MetaWorld: A Compact Benchmark for Multi-Task Tabletop Manipulation
MetaWorld is a MuJoCo benchmark for multi-task and meta-reinforcement learning in robotic manipulation. The paper is useful because it provides 50 distinct manipulation task families under a shared robot interface, making task diversity the main object of study.
What the Paper Contributes
MetaWorld was designed to move meta-RL and multi-task RL beyond narrow task families. Instead of only varying a goal location inside one environment, it includes qualitatively different skills such as reaching, pushing, pick-place, opening doors, operating drawers, pressing buttons, inserting pegs, and opening windows.

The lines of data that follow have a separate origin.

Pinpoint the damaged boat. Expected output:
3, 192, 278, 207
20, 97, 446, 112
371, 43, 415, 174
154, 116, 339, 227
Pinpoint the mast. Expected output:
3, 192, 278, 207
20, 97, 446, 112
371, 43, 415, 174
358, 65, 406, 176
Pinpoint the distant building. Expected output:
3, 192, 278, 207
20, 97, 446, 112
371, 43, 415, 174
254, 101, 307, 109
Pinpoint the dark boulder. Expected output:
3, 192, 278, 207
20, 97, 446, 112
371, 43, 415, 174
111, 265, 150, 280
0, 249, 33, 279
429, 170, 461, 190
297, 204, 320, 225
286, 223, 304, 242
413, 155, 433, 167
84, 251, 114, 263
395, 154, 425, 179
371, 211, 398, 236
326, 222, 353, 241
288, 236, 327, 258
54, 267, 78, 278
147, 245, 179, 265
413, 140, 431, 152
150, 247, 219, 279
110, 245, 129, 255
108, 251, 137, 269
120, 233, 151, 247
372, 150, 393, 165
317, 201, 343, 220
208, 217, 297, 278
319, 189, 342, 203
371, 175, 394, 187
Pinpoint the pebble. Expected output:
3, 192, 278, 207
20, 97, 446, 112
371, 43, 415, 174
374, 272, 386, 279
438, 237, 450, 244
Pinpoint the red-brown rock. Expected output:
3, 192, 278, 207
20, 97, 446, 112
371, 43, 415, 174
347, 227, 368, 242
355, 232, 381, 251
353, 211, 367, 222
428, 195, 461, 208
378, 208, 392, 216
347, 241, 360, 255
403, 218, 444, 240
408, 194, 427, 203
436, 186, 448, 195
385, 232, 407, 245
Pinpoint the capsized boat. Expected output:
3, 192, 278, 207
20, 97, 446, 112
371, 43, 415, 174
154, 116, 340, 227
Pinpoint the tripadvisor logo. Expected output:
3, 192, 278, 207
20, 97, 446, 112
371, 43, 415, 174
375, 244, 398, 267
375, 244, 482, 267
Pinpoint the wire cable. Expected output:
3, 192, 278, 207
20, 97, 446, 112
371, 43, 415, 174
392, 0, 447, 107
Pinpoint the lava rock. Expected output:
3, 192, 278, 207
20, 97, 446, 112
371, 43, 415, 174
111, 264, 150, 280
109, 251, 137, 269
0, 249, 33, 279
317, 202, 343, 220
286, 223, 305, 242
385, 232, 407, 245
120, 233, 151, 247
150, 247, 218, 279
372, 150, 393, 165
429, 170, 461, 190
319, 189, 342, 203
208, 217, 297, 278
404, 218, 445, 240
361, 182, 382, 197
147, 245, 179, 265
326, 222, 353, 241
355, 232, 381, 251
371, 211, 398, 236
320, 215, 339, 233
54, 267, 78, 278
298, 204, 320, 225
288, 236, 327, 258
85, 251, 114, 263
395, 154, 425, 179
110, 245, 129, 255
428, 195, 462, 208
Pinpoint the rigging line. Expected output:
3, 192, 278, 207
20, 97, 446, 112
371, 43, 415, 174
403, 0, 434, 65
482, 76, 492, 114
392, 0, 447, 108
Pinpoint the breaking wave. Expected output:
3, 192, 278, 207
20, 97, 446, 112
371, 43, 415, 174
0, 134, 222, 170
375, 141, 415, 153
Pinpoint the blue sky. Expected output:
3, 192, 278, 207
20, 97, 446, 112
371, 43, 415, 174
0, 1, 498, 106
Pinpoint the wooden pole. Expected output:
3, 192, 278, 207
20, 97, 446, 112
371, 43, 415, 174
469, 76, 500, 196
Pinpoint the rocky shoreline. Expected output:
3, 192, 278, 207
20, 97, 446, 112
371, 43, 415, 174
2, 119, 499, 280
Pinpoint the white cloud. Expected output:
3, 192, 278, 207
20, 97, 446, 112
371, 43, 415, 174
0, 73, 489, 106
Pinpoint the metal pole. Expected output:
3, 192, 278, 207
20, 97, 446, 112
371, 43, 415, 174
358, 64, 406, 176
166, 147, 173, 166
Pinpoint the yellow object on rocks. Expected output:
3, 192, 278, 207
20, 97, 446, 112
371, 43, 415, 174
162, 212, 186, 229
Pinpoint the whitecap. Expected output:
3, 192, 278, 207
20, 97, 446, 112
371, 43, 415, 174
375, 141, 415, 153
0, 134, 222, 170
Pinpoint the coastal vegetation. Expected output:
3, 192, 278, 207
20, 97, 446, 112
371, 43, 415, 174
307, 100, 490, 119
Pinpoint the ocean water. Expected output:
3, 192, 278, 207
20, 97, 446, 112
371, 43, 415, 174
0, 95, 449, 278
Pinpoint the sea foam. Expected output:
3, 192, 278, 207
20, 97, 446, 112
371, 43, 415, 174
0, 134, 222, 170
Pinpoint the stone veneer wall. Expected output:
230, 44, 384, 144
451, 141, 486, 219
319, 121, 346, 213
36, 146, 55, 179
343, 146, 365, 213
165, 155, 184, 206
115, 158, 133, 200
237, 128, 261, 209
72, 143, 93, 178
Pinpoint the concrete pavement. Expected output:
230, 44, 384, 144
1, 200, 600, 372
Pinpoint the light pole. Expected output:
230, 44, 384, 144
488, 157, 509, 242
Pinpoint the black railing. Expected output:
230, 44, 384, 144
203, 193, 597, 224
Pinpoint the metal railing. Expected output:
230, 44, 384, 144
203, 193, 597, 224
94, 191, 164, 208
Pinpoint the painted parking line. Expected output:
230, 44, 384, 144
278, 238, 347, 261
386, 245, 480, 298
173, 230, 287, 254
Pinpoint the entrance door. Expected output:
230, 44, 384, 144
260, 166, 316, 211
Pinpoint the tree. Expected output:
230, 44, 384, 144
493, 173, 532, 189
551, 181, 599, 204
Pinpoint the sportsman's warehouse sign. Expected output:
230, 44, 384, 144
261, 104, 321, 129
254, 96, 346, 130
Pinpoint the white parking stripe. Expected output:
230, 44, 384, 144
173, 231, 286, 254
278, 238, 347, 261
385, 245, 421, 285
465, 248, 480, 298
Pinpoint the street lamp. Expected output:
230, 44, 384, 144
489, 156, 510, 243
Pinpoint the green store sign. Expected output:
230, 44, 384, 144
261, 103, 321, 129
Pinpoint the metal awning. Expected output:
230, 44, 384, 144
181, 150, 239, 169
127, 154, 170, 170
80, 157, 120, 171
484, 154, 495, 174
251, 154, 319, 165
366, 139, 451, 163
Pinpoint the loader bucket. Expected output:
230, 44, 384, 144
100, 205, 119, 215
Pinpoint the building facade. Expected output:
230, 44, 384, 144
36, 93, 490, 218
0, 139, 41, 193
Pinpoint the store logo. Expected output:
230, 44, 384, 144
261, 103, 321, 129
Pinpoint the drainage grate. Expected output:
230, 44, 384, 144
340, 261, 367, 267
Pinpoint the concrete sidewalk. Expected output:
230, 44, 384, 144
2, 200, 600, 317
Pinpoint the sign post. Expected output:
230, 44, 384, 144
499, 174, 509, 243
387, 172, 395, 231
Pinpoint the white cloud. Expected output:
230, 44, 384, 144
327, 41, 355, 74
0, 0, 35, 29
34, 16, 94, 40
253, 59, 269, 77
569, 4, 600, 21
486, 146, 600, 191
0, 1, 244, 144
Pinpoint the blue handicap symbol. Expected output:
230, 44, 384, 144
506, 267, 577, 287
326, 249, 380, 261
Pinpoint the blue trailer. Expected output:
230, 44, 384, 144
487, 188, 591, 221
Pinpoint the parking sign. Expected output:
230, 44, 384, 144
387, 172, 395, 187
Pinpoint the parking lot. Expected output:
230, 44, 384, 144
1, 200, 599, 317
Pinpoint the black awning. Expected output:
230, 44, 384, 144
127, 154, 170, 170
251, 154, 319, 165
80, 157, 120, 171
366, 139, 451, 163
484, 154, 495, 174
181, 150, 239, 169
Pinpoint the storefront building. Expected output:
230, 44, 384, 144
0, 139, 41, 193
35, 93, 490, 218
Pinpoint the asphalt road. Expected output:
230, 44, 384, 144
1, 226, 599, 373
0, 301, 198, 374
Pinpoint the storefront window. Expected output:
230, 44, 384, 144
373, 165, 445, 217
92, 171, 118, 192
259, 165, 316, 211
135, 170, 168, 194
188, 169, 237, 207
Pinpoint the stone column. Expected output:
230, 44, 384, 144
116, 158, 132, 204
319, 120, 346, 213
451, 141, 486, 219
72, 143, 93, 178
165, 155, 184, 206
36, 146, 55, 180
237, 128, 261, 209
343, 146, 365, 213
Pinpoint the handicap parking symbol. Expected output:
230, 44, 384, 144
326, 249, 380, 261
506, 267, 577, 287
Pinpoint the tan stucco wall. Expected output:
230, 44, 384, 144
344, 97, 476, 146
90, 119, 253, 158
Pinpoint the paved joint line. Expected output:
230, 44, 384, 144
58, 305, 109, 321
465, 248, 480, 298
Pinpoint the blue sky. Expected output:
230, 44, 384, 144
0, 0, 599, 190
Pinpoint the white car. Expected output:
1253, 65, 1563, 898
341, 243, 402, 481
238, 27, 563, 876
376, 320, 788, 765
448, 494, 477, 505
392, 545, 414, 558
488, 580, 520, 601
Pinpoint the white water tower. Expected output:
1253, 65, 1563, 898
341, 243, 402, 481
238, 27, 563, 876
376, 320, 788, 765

The common evaluation modes are:
| Split | Purpose |
|---|---|
| ML1 | Few-shot adaptation within one task family |
| MT10 | Multi-task learning over 10 task families |
| MT50 | Multi-task learning over all 50 task families |
| ML10 | Meta-learning with held-out test tasks |
| ML45 | The harder meta-learning setting using 45 training tasks and held-out tasks |
The paper’s key point is that a method should not only learn a single manipulation skill. It should reuse structure across many related but distinct manipulation problems.
How to Use It
import metaworld
benchmark = metaworld.MT1("door-lock-v3")
env = benchmark.train_classes["door-lock-v3"]()
task = benchmark.train_tasks[0]
env.set_task(task)
obs = env.reset()
obs, reward, done, truncated, info = env.step(env.action_space.sample())
env.close()
For fair comparison, report the benchmark split, task list, seed, horizon, success definition, and whether evaluation uses state observations or rendered images.
Practical Usage Notes
“MetaWorld” is not a single setting. MT and ML splits answer different questions, and a custom four-task subset should not be compared as if it were MT50 or ML45.
For a clean report, include:
- exact task family names and version suffixes;
- MT or ML split, plus whether the run is a custom subset;
- observation type, action normalization, horizon, seed count, and success definition;
- per-task success in addition to the averaged score;
- whether the experiment is about multitask learning, meta-learning, or task/client heterogeneity.
MetaWorld is also useful for federated or distributed-learning prototypes because task heterogeneity is controllable. But the claim should stay scoped: strong MetaWorld performance does not establish language grounding, photorealistic perception, or real-robot deployment.
When To Use It
Use MetaWorld when the experiment needs a clean multi-task manipulation testbed, task/client heterogeneity, policy adaptation, or quick simulation feedback.
It is a good middle ground between very small control tasks such as PushT and larger scene-rich benchmarks such as RoboCasa.
Limits
MetaWorld is not a language-rich VLA benchmark by default, and it is not a real-world dataset. It also does not capture the visual complexity of household scenes. Use it for controlled manipulation learning, not as the only proof of embodied intelligence.
Paper Source
This note was revised from the paper and its LaTeX source package: Meta-World: A Benchmark and Evaluation for Multi-Task and Meta Reinforcement Learning.